Leticia neşeyle gülerken ben bakışlarımı kaçırdım ve kısık sesle mırıldandım.

“Neyse, şimdi, Glenn’i krallığın eylemlerini gözlemlemesi için savaş alanına gönderdim. Lunarian See ana savaş alanı oldu, bu yüzden herhangi bir değişiklik olursa, ‘Telepati’ ile benimle iletişime geçmeli,” diye açıkladı Leticia ve aniden ekşi bir şeye ısırmış gibi yüzünü buruşturdu. “…Hmm, bunun çabucak bitmesine sevinmeli miyim, yoksa bu tür bir kaosa uçmak zorunda kalacağımız için mi hayıflanmalıyım?”

“...Glenn seninle iletişime geçti, değil mi?”

“Evet, doğru. Partiye geç kaldık gibi görünüyor,” diye başını salladı. “O zavallı sözde-Yankılar sürüsü, krallık ve imparatorluk ordusuyla birlikte savaş meydanına bir saldırı başlatmak için geldiler.”

Çeviri notları:

-Konuşmacının net olmadığı konuşmalarda bazı eklemeler yapmaya çalıştım. Her konuşmacı farklı konuştuğu ve genellikle bu ipuçlarıyla onları tanımlayabildiğiniz için Japoncada çok daha net. Sinir bozucu bir şekilde, bu ipuçları genellikle çeviride kayboluyor.
-‘Büyü Gücü’ artık ‘Mana’
– Önümüzdeki birkaç gün içinde bu değişiklikleri 208. bölüme de uygulamayı planlıyorum. Düzenleme 2023-10-29: değişiklikler uygulandı.

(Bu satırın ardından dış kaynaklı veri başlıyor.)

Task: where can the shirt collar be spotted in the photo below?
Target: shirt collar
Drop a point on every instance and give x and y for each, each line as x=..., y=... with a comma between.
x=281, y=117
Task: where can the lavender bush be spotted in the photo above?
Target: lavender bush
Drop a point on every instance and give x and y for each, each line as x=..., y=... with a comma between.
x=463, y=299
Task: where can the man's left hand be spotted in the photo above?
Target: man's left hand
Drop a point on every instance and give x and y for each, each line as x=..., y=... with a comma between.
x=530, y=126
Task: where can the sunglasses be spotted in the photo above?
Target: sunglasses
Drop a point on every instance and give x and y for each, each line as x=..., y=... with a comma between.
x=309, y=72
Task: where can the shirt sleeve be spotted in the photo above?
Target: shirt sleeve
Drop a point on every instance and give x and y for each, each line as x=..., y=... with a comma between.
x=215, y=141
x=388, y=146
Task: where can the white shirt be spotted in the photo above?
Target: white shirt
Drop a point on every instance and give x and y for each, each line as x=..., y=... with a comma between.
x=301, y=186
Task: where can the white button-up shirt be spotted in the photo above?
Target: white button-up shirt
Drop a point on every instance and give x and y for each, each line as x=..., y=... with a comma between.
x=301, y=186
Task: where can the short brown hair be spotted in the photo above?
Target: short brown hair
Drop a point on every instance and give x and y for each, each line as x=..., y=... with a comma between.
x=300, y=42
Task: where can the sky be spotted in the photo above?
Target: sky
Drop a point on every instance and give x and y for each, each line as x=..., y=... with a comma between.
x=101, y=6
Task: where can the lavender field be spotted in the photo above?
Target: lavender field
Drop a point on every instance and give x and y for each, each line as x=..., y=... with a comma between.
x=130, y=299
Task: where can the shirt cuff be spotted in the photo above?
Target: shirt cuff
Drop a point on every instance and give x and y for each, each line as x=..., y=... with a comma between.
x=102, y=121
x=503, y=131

[1] D-Sıralı maceracı Guile: Biraz aksan/sözcük tınısıyla konuşuyor gibi görünüyor. Şu anda bunu uygun şekilde yerelleştirmek için deneyimim yok, bu yüzden küfürlerini biraz artırmaya ve hakaretlerini daha çeşitli hale getirmeye karar verdim, böylece en azından eğlenceli olurdu.

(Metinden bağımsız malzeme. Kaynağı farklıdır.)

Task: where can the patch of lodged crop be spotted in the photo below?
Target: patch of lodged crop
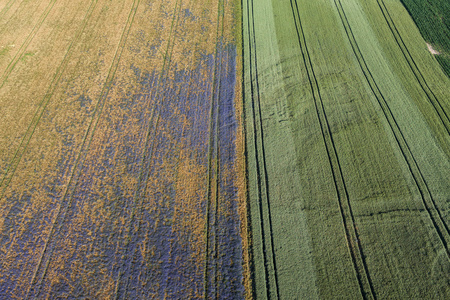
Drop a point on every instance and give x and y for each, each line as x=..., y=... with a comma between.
x=121, y=172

[2] Resepsiyonist Johanna: 170. ve 171. bölümlerde biraz kaba, orta yaşlı, altın arayan resepsiyonist olarak göründü. Burada olup biten her şeyden çoğunlukla yorgun görünüyor. Onu, kuralları ve nezaketi bir kalkan olarak kullanan tipik bir resepsiyonist olarak yerelleştirmeye karar verdim, ancak loncada nazik dil kullanan tek kişinin o olduğu söylenmelidir .

[3] Yaşlı adam: 169. bölümde bahsedildi. Bir perinin oyuncağı olmayı reddettiğinde, ailesini unutturdular, sağ gözünü kör ettiler, sol kolunu felç ettiler ve onu yaşlı bir adama dönüştürdüler (30 yaşında).

[4] Japonca’daki diyaloglarda genellikle konuşmacının bahsettiği kişinin cinsiyetini belirten zamirler kullanılmaz. Bunun yerine, konuşmacının erkek mi yoksa kadın mı olduğunu dinleyiciye söyleyen erkekler ve kadınlar arasındaki konuşma farklılıkları vardır. İngilizce’de cinsiyeti kullanan zamirler kullanmadan başkası hakkında konuşmak çok alışılmadık bir durumdur. Diyaloglarda birine her zaman ‘onlar’ diye hitap etmek son derece doğal olmayan bir ses çıkarır. Letica ve partideki diğerlerinin Nonorick’in bir erkek olduğunu bildiklerini ve bu fırsatları Kaito ile uğraşmak için kullandıklarını varsaymayı seçtim.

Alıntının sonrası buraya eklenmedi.